Lawmakers consider Ohio project for designation as national veterans museum
By NIKKI WENTLING | STARS AND STRIPES Published: September 13, 2017
WASHINGTON – A museum and memorial under construction in downtown Columbus, Ohio, could become known officially as the national site for Americans to reflect on the experiences of veterans.
Rep. Steve Stivers and Sen. Rob Portman, both Republicans from Ohio, introduced legislation to designate the Columbus site as the “National Veterans Museum and Memorial.” A House subcommittee heard initial feedback on the idea Wednesday from veterans service organizations, which were mostly supportive.
“Why Ohio? Because nearly 1 million veterans live in Ohio. It’s an 8-hour drive to nearly one-half of the U.S. population,” said Rep. Joyce Beatty, D-Ohio, who is cosponsoring the House bill. “It makes it a perfect destination.”
The bills by Stivers and Portman state the museum would be the only public site of its kind and exist with purpose of “interpreting the collective experiences of veterans… across all eras, conflicts and branches of the military.” It will be a place for visitors to evaluate American history through the lens of veterans, according to the lawmakers’ bills. The museum might also have the potential to inspire civil engagement and help bridge the divide between civilians and the military.
Plans for the site were initiated in 2013 with the help of astronaut John Glenn, a World War II veteran and former U.S. senator from Ohio. Glenn died Dec. 8. The museum was first intended to honor only the 900,000 veterans living in Ohio, but the scope broadened after project leaders interviewed many Ohio veterans and realized not all of them had strong ties to the state.
Retired Army Maj. Gen. Dennis Laich, who is the chairman of the project’s military advisory committee, said there was a “much bigger story to tell.”
“We realized we could have a much richer fabric if we broaden the scope of the stories,” he said in an interview in October.
The museum will contain veterans’ personal items and tell individual stories of peoples’ military service, as well as their lives afterward, Amy Taylor, one of the project managers, has said.
The Columbus Downtown Development Corporation is the project developer, and the museum – at a cost of approximately $75 million – is being funded with private donations and contributions from the state of Ohio and Franklin County, Ohio.
The uniquely designed building is taking shape on 7 acres near the Scioto River.

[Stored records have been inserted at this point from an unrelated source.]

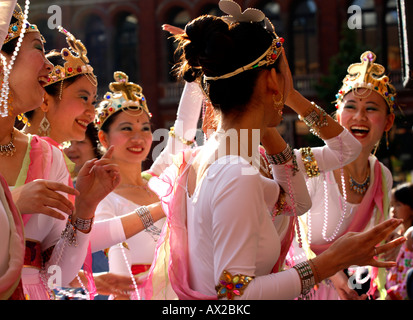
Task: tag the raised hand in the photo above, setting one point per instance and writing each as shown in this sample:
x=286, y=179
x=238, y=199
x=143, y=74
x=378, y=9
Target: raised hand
x=44, y=197
x=95, y=181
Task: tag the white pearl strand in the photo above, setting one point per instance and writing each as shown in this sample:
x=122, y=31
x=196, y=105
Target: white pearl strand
x=7, y=68
x=343, y=205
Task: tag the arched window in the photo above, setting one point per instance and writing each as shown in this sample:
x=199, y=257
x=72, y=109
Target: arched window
x=392, y=37
x=96, y=45
x=304, y=28
x=178, y=18
x=126, y=45
x=367, y=35
x=271, y=10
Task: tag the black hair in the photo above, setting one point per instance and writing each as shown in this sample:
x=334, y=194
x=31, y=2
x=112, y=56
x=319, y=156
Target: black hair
x=212, y=47
x=54, y=89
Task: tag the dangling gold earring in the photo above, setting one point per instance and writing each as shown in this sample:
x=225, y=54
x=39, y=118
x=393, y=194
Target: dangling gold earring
x=387, y=140
x=21, y=117
x=278, y=104
x=44, y=127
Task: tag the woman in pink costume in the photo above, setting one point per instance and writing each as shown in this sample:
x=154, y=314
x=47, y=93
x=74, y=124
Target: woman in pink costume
x=402, y=208
x=217, y=203
x=123, y=120
x=354, y=197
x=35, y=172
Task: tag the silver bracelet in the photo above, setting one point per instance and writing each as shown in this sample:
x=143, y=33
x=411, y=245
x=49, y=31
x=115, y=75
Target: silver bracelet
x=306, y=276
x=282, y=157
x=70, y=234
x=315, y=120
x=83, y=224
x=145, y=215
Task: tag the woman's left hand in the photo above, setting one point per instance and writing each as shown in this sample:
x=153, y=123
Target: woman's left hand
x=95, y=181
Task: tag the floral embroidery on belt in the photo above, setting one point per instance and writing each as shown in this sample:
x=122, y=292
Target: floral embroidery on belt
x=231, y=286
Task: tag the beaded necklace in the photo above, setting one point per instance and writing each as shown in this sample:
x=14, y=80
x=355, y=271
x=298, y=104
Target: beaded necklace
x=343, y=204
x=5, y=89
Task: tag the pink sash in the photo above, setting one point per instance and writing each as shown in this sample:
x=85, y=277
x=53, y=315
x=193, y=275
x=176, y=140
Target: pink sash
x=10, y=285
x=173, y=243
x=41, y=159
x=87, y=265
x=289, y=236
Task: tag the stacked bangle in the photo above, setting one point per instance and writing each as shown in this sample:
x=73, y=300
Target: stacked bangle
x=83, y=224
x=69, y=232
x=145, y=215
x=306, y=276
x=315, y=120
x=183, y=140
x=310, y=163
x=282, y=157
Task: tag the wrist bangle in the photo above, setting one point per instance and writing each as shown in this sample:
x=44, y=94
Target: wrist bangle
x=317, y=278
x=83, y=224
x=310, y=163
x=145, y=215
x=183, y=140
x=306, y=276
x=315, y=120
x=282, y=157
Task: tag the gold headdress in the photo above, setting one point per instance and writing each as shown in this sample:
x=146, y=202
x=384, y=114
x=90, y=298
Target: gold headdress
x=250, y=15
x=76, y=61
x=369, y=75
x=124, y=95
x=16, y=27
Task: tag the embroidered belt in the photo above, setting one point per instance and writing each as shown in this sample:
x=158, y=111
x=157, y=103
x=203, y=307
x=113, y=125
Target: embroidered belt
x=33, y=255
x=139, y=268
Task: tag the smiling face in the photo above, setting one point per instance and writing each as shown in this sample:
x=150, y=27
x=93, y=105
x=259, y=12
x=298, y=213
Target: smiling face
x=70, y=116
x=131, y=134
x=366, y=118
x=29, y=74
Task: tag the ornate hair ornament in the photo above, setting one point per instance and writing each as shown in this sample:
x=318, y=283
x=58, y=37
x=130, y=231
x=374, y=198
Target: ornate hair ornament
x=124, y=95
x=76, y=61
x=16, y=27
x=250, y=15
x=368, y=75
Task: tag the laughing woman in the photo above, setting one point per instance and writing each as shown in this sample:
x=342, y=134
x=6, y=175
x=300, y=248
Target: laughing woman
x=356, y=196
x=35, y=171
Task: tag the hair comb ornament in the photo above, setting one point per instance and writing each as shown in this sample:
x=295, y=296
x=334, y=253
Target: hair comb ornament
x=76, y=61
x=124, y=95
x=16, y=27
x=16, y=30
x=250, y=15
x=368, y=75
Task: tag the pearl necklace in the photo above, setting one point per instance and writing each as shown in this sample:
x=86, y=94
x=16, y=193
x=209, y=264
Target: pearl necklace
x=8, y=149
x=7, y=67
x=343, y=204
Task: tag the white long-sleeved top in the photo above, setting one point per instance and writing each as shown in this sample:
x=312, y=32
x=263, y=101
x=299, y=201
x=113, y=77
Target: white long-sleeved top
x=107, y=230
x=47, y=230
x=229, y=222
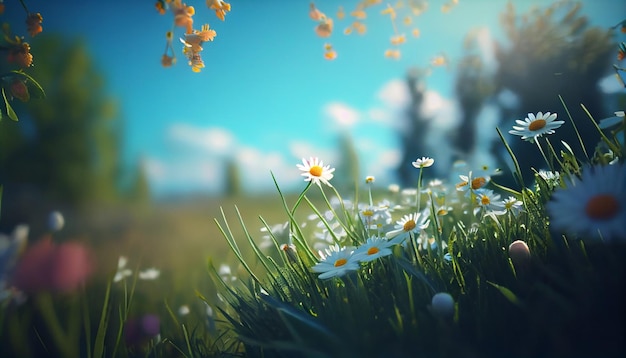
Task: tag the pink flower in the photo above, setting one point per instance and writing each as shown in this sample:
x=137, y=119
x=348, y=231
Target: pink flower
x=46, y=266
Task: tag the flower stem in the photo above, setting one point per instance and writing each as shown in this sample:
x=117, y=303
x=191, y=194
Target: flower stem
x=543, y=154
x=419, y=190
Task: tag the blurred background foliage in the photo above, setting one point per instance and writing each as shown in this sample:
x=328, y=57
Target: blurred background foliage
x=547, y=52
x=66, y=150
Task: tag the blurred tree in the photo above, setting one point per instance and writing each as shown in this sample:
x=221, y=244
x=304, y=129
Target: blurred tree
x=547, y=52
x=413, y=137
x=553, y=51
x=66, y=147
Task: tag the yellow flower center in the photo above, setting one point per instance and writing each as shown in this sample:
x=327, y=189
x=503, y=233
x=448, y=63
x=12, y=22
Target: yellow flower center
x=537, y=124
x=340, y=262
x=602, y=207
x=409, y=225
x=316, y=171
x=478, y=183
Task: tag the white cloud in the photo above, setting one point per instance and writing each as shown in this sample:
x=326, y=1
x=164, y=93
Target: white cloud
x=379, y=115
x=257, y=168
x=342, y=115
x=213, y=139
x=395, y=94
x=443, y=112
x=171, y=176
x=300, y=149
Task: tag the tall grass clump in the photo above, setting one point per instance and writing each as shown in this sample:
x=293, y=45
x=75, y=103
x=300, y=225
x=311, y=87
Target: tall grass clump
x=461, y=269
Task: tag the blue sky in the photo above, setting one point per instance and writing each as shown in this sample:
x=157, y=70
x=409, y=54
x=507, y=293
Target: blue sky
x=267, y=97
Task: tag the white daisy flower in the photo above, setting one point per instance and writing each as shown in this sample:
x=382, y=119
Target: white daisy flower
x=488, y=201
x=535, y=126
x=592, y=206
x=512, y=205
x=336, y=262
x=411, y=223
x=423, y=162
x=315, y=171
x=373, y=248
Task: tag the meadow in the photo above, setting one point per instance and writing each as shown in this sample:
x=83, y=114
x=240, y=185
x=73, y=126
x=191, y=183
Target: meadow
x=523, y=260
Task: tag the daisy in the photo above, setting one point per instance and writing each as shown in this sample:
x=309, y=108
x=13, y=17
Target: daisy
x=535, y=126
x=512, y=205
x=411, y=223
x=315, y=171
x=336, y=262
x=423, y=162
x=594, y=205
x=373, y=248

When complete, it will be 50,000 square feet and made of glass walls and concrete arches leading to a rooftop sanctuary. The site will also have a 300-foot reflective pool and memorial wall. The building is expected to be completed in the winter, with the grand opening planned for the summer of 2018.
“When asked, ‘Why Ohio?’ They said, ‘Because we did it’,” said Alex Zhang, who works for the American Legion. “Truth be told, they raised $75 million and are currently in the construction process of what looks to be a beautiful and thoughtful memorial.”

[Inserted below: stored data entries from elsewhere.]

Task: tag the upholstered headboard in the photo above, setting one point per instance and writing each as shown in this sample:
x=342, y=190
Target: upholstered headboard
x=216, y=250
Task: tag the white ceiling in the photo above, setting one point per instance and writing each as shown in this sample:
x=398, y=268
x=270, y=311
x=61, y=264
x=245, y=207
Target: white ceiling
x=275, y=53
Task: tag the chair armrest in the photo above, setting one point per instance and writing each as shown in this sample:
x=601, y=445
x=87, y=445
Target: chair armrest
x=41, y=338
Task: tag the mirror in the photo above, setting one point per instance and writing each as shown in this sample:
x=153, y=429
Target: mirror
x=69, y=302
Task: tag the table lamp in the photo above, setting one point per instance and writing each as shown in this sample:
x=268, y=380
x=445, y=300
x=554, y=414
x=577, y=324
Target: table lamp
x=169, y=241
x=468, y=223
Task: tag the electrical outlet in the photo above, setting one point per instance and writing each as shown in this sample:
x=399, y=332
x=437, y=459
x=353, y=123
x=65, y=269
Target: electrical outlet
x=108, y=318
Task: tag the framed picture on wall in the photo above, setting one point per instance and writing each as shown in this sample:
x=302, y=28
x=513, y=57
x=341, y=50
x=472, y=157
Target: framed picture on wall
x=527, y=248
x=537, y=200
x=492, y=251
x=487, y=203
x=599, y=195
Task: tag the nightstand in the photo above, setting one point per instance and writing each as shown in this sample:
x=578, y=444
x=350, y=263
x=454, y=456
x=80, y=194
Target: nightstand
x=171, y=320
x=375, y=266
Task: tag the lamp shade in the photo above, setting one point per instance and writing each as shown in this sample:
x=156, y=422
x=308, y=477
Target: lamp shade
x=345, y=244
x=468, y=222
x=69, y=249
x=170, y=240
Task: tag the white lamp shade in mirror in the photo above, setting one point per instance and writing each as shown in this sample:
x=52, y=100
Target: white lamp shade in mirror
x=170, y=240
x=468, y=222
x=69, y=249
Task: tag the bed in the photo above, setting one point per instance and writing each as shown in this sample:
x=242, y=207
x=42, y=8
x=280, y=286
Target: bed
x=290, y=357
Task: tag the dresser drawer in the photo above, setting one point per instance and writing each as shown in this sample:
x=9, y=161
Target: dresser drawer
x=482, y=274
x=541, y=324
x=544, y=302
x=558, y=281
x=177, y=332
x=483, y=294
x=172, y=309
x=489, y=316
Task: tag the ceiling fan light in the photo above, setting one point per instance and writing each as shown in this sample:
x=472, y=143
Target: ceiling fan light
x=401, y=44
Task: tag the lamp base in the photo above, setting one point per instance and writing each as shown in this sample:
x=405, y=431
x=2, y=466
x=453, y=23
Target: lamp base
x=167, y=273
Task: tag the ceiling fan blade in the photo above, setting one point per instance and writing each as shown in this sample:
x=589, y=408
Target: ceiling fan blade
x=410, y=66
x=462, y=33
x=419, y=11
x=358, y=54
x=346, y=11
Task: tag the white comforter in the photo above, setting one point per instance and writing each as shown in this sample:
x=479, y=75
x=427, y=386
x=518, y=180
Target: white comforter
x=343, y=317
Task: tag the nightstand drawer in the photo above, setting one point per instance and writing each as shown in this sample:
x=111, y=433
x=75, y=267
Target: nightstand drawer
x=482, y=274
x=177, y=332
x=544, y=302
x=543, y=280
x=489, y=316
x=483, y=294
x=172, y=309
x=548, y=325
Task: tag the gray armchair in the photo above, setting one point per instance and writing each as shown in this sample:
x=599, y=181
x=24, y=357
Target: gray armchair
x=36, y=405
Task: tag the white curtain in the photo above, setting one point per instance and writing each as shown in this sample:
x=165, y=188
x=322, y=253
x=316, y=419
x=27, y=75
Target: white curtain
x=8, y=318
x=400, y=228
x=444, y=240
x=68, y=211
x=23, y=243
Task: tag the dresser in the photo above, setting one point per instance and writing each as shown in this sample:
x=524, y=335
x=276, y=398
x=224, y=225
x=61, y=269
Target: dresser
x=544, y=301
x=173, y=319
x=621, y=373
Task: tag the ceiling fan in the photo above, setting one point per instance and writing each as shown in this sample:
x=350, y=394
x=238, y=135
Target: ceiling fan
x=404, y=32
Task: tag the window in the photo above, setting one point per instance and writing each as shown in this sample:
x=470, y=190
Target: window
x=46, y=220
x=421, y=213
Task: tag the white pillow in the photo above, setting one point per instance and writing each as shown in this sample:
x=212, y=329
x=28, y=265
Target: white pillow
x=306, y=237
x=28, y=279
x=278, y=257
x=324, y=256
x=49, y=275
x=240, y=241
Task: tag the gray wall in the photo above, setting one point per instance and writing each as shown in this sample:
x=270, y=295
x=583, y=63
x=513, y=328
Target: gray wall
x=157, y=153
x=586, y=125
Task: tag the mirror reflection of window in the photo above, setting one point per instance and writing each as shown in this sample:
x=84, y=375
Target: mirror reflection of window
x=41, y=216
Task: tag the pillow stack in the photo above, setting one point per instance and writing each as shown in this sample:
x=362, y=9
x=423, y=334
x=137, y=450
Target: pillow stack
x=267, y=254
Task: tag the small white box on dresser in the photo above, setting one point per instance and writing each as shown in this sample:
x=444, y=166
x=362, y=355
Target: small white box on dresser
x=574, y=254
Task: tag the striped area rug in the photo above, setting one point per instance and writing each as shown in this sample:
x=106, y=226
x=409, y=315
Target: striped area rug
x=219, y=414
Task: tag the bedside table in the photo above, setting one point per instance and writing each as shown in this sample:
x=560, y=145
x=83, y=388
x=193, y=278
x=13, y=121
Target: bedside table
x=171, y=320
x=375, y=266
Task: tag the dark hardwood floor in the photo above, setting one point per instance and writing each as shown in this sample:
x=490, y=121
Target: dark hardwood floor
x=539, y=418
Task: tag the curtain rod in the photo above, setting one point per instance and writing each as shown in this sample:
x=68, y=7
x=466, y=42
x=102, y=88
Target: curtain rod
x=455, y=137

People involved with the project have already been referring to it as the National Veterans Memorial and Museum, but there’s precedent that national sites are designed as such by Congress. A measure designating the National World War II Museum in New Orleans was included in the National Defense Authorization Act in 2003. In 2014, Congress designated Liberty Park in Kansas City, Missouri as the National World War I Museum and Memorial.

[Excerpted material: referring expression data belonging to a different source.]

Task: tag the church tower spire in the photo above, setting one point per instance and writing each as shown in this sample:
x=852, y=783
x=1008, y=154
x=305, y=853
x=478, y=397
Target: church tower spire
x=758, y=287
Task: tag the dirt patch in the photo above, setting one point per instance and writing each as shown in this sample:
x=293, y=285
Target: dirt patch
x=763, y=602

A subcommittee of the U.S. Committee on Energy and Natural Resources first heard the input on the Senate bill, S. 841, in July. At the hearing, Robert Vogel, acting deputy director for operations at the National Park Service, testified he was concerned the title as a “national” museum would imply the site was under the jurisdiction of the National Park Service. Neither the House nor Senate bill put the site under the management of the park service, and neither include funding for the park service to maintain it.
“This is not the first time the issue of a ‘national’ designation for a nonfederal entity has arisen, nor is it likely to be the last,” Vogel said in his written testimony. “The department respectfully encourages the committee to be thoughtful and judicious in any decision as to whether an entity that has no association with the federal government should have a ‘national’ title.”